Last recorded location: Apollonia Museum, Storeroom of the French Mission, 96-Ao-A2.SURF384. Seen by C. Dobias-Lalou in 1997 at Sūsah: Apollonia Museum, Storeroom of the French Mission.

Text constituted from: Transcription from object (CDL)

Bibliography

Not published before IGCyr 135200 .

Additional bibliography Dobias-Lalou 2020, p. 67, and fig. 5.

Text

Interpretive

Ἡρακλείδης Ἀφρ̣[οδίτῃ?]

Diplomatic

ΗΡΑΚΛΕΙΔΗΣΑΦ.[......]

French translation

Hèrakleidès à Aphrodite (?).

English translation

Heracleides for Aphrodite (?).

Italian translation

Herakleides per Afrodite (?).

Commentary

The name Heracleides has not the dialectal form; this is rather rare for private inscriptions before the third century BC. In the port of Cyrene, it might testify of a non-Cyrenaean traveller.

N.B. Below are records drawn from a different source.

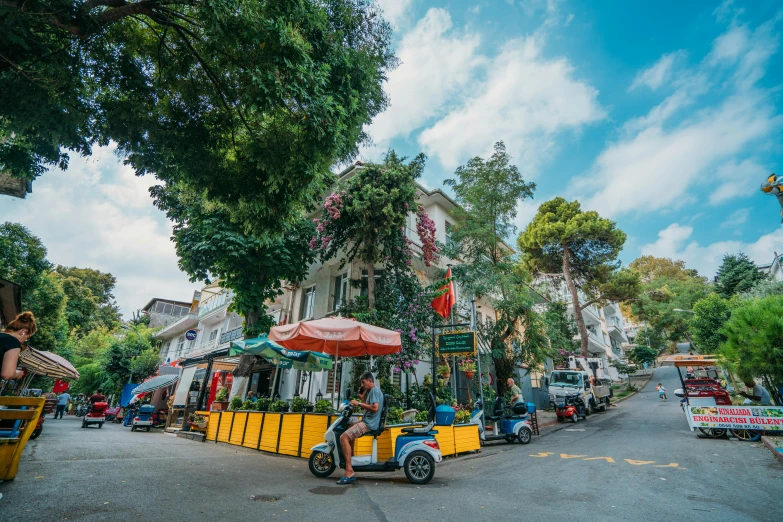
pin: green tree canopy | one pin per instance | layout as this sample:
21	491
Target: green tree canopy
249	101
706	324
488	192
737	273
754	338
583	247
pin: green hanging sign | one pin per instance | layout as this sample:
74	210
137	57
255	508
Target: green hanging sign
463	343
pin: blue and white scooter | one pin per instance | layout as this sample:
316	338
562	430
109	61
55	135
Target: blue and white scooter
416	449
512	426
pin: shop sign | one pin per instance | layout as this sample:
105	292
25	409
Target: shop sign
736	417
457	343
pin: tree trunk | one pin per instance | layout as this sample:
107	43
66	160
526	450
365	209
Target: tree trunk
580	322
371	286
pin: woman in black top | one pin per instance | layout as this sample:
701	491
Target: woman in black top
18	331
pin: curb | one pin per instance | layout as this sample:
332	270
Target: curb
775	451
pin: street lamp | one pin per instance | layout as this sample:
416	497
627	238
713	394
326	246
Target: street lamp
129	329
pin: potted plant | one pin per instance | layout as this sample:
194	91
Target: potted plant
262	404
197	421
236	403
299	405
221	400
323	406
468	367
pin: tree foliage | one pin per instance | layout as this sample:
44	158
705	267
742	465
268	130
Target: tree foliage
754	338
710	315
737	273
583	247
365	219
250	101
488	192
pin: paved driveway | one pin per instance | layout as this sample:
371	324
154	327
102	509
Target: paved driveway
638	462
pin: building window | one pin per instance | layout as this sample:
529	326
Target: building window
340	291
308	303
378	276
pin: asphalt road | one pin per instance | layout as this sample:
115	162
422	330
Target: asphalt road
637	462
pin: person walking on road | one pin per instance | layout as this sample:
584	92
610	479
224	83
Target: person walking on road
17	332
63	400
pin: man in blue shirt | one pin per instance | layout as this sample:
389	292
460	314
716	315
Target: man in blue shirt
371	399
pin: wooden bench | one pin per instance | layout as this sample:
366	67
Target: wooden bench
11	448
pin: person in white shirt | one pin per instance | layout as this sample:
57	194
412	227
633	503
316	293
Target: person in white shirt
759	396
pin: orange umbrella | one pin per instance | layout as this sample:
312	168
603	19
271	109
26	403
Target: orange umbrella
337	336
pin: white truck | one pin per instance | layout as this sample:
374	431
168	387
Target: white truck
588	378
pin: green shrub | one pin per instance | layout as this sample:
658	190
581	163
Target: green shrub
278	406
324	406
394	416
299	405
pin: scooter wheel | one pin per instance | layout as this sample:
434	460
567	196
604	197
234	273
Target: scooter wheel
419	467
321	464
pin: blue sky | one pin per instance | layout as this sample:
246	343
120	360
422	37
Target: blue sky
664	116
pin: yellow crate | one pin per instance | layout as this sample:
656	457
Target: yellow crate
269	436
239	427
253	429
466	438
226	419
290	434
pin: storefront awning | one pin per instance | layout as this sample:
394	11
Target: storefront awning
161	381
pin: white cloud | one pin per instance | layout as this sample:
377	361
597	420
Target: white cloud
396	12
525	101
673	242
437	63
737	180
658	73
659	163
98	214
736	218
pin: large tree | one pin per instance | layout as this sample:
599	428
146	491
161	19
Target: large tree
248	101
488	192
737	273
365	218
583	247
754	338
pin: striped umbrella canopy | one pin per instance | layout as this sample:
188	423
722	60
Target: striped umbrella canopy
48	364
281	356
161	381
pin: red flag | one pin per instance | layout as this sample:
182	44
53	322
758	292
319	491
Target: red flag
443	304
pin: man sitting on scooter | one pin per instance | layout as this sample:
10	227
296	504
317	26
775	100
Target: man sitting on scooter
372	417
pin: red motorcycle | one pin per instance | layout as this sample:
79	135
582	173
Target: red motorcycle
569	407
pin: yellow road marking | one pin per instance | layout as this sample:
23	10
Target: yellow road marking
567	456
607	459
639	462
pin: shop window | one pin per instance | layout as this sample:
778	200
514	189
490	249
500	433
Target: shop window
308	303
340	291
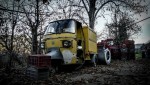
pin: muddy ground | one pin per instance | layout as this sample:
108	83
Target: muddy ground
133	72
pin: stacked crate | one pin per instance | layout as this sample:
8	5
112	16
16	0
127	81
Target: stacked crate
38	66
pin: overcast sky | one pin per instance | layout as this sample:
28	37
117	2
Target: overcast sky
144	35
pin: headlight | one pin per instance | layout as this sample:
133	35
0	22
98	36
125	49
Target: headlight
66	43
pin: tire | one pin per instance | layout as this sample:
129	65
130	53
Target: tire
94	60
104	56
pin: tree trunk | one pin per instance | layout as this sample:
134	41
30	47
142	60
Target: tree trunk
34	41
91	13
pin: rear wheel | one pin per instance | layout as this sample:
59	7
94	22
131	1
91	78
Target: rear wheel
104	56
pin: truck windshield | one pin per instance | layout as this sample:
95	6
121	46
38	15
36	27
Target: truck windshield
61	26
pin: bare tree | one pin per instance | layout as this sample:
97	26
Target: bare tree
96	8
7	30
122	26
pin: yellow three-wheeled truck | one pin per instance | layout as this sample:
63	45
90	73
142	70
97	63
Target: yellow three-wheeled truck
67	42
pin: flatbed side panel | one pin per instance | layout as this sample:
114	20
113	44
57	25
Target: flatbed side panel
90	40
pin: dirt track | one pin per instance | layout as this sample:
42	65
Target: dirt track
117	73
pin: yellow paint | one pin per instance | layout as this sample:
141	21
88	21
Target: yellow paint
85	34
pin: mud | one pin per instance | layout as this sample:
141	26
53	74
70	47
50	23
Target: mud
133	72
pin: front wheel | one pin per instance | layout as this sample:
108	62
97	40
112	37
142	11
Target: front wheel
104	56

What remains of the last preserved letter might belong to an epsilon. If so, it might belong to a personal name beginning with Ἀφεν(ο)-. However, father's names are not usual in such graffiti (in spite of IGCyr0031002). As what remains of the transverse stroke is curved and does not wholly touch the hasta, rho seems a better reading and would allow to read Aphrodite's name. This goddess is mentioned in several inscriptions of the city of Cyrene, in an area at the South-East of the Sanctuary of Apollo, which might be the 'Aphrodite's garden', mentioned by Pindar, Pyth. 3.25-24. We had up to now no inscribed mention of the goddess in the port of the city, except a possible link with Kallikrateia (IGCyr0333002, see Chamoux 1998). The extramural Doric temple West of the port has been hypothetically attributed to Aphrodite because the action of Plautus' Rudens, inspired from a Greek comedy by Diphilos, takes place near a temple of Venus on the coast near Cyrene (see White in Goodchild – Griffiths Pedley – White – Humphrey 1976, p. 83). However, the place is described as isolated and the case remains obscure. This graffito should not be taken as a further clue in favour of that hypothesis, see Dobias-Lalou 2020.